My Lords, I would like to ask my noble friend the Minister about statistics. I believe that in March 1993 statistics showed that there were 5,500 young people in youth training. Barnardo's has just produced a report called Youth Aid which shows those figures to be grossly wrong. I understand that the real difficulty lies in the fact that there are a certain number of youths who are not eligible to claim benefit. Is my noble friend aware that those are not shown in the statistics?

Viscount Ullswater

My Lords, the figures are these. In March there were fewer than 5,500 young people in England who had been waiting for more than eight weeks for a place on youth training. That figure is considerably lower than the one for February. Only 3,300 young people had not previously had the offer of a place. My noble friend quotes from a report from the organisation Coalition on Young People and Social Security, which I believe to be very confused and misleading.
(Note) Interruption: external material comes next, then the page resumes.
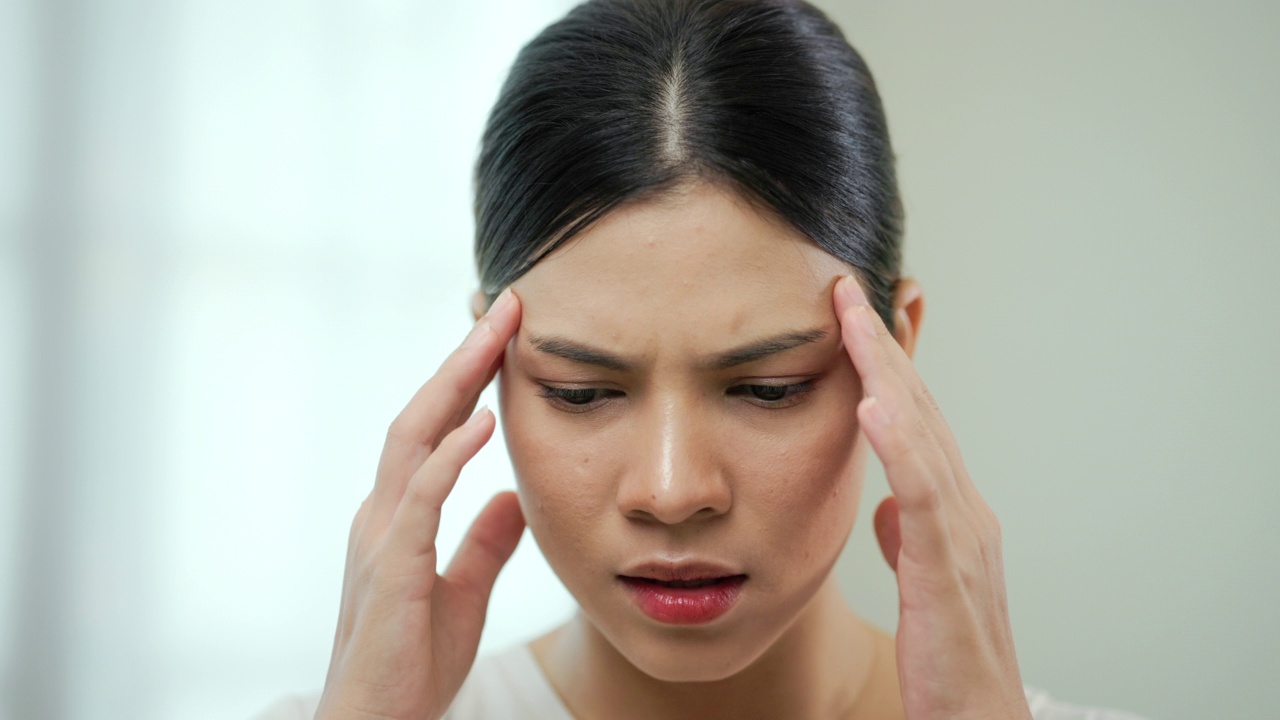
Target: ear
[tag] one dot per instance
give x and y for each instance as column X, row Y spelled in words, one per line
column 908, row 314
column 479, row 304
The report is highly selective in the figures it uses. The figures include many who are in full-time education. The figures which I have given to my noble friend are the right ones; those quoted in the report are grossly misleading.

Lady Kinloss

My Lords, can the Minister say what is the average, as opposed to the intended, duration of the length of a YT placement? Can he also say how many young people close to the age of 18 years have been refused a place?

Viscount Ullswater

My Lords, those who are subject to the guarantee—those between the ages of 16 and 18—are guaranteed a place on youth training. That does not mean that when one course finishes one is not entitled to join another. I can understand that people who leave youth training towards their 18th birthday want to put themselves on to the labour market when they have gained a qualification. They may not want to go into further youth training.

Baroness Lockwood

My Lords, can the Minister say how many young people are on youth training schemes and what percentage of them gain a recognisable qualification at the end of their term?

Viscount Ullswater

Yes, my Lords. At the end of January 1993, around 300,000 were currently in training in Great Britain. Fifty-three per cent. of all those who complete their training gain a qualification. Perhaps I may add that 75 per cent. of those who complete their training either go into jobs, further education or some further training.

Lord Stallard

My Lords, referring to the question asked by the noble Baroness, Lady Seear, does the Minister agree that a necessary part of youth training is apprenticeships, particularly since we are looking for skilled personnel at the end of the training? Can the Minister say how many apprenticeships there are in existence at the moment—for instance, in engineering?

Viscount Ullswater

My Lords, I do not have that figure. To a certain extent the youth training guarantee has taken the place of apprenticeships, although apprenticeships may still be awarded by some industries and companies. Youth training has taken their place.

Earl Russell

My Lords, the Minister said that the Government collect various forms of information. Can he tell us what those forms of information are? Therefore, when he tells his noble friend Lady Faithfull that her figures are wrong, can he tell the House how he knows?

Viscount Ullswater

Yes, my Lords. The main sources of data on the YT are the following: the certificates issued when young people leave the programme; the YT follow-up survey which is published and a copy placed in the Library; the operating agreement, a copy of which is also in the Library; TEC invoices, which obviously come to our department because they are required for the payment of training delivered; and the careers service monitoring return. Those give us the information that we need.

Earl Russell

My Lords, am I right in hearing a silence and that there is no information on waiting lists for youth training?

Viscount Ullswater

No, my Lords, the noble Earl is wrong. I indicated that the careers service monitoring return indicates information, in agreement with the TECs, that we collect on waiting times.